Pada sejumlah tahapan terbukti dilakukan suap untuk memengaruhi kebijakan pejabat di Pemkab Bekasi dan juga upaya memengaruhi kewenangan DPRD Kabupaten Bekasi. Tahapan tersebut antara lain penerimaan terkait izin peruntukan penggunaan tanah (IPPT) seluas 846.356 meter persegi Kepala PT Lippo Cikarang, penerimaan terkait rencana detail tata ruang, hingga penerimaan terkait penerbitan izin mendirikan bangunan (IMB).
Saut menegaskan, pengembangan perkara sebagai bagian dari upaya KPK mewujudkan perizinan yang bersih, transparan, dan antikorupsi.

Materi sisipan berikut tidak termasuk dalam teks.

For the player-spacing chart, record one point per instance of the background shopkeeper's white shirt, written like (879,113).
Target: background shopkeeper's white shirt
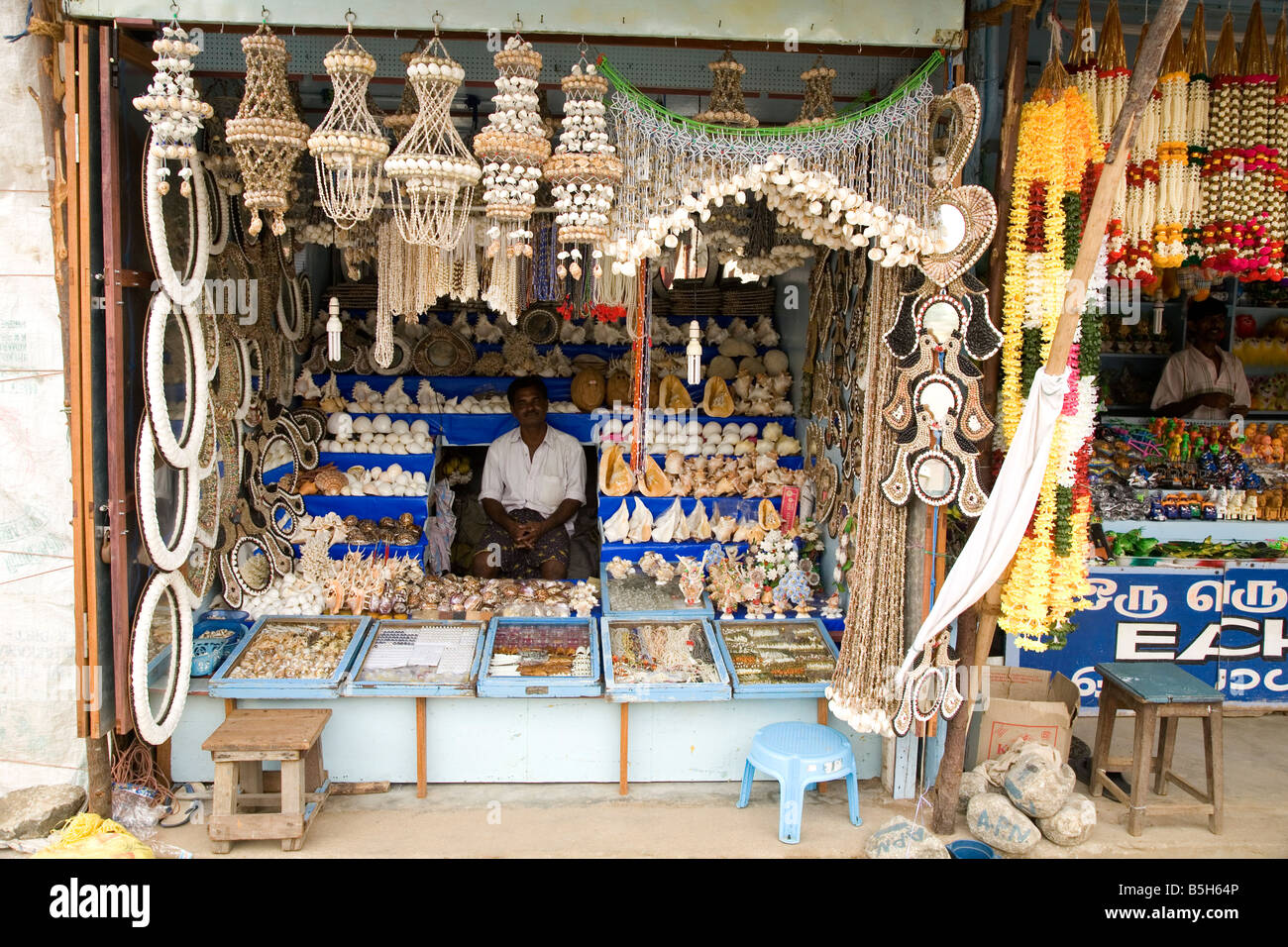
(555,472)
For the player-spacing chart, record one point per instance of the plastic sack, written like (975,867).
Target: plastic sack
(93,836)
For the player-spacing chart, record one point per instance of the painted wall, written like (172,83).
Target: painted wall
(38,719)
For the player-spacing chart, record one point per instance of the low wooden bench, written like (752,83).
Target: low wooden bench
(1157,692)
(240,746)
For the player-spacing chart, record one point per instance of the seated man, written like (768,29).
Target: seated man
(533,483)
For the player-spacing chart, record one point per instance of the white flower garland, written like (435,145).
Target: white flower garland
(153,728)
(175,287)
(178,455)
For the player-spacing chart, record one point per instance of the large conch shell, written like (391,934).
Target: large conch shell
(616,526)
(666,525)
(614,474)
(768,515)
(673,395)
(724,528)
(697,523)
(640,527)
(652,480)
(716,399)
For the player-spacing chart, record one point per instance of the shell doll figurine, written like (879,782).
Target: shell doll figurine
(691,579)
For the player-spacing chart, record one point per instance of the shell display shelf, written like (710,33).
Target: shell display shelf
(636,674)
(541,657)
(777,657)
(640,595)
(279,650)
(419,657)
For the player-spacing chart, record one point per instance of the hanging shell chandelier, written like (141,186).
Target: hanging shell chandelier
(348,149)
(432,171)
(172,106)
(513,149)
(267,136)
(728,106)
(584,170)
(819,105)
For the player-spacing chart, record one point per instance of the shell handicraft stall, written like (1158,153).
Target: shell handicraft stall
(941,326)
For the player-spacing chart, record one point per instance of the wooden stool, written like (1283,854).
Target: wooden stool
(1157,690)
(240,746)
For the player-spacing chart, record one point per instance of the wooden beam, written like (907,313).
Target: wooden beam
(1142,80)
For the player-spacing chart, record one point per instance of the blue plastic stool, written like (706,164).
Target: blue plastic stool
(800,755)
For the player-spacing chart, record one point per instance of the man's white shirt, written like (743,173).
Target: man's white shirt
(553,474)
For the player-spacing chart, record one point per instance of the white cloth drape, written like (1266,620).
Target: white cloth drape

Selain itu, jika perizinan diberikan karena suap, padahal perizinan tersebut tidak sesuai dengan peruntukan lahan di sebuah daerah, maka korupsi seperti ini berisiko menimbulkan efek domino kerusakan yang lain.
”Perlu dipahami secara jelas, mana korupsi di perizinan akibat masalah birokrasi yang lambat dan mana yang cenderung merupakan kepentingan pelaku usaha untuk tetap memaksakan dilakukan pembangunan di lokasi yang tidak seharusnya,” katanya.
Izin proyek
Saut memaparkan, dalam perkara dugaan suap terkait dengan pengurusan perizinan proyek pembangunan Meikarta di Kabupaten Bekasi, PT Lippo Cikarang berencana membangun kawasan permukiman di wilayah Kabupaten Bekasi dengan luas sekitar 438 hektar yang akan dilaksanakan dalam tiga tahap.
Oleh karena perizinan diperlukan sebelum pembangunan tahap I seluas 143 hektar, PT Lippo Cikarang memerlukan IPPT, izin prinsip penanaman modal dalam negeri, izin lingkungan, dan IMB.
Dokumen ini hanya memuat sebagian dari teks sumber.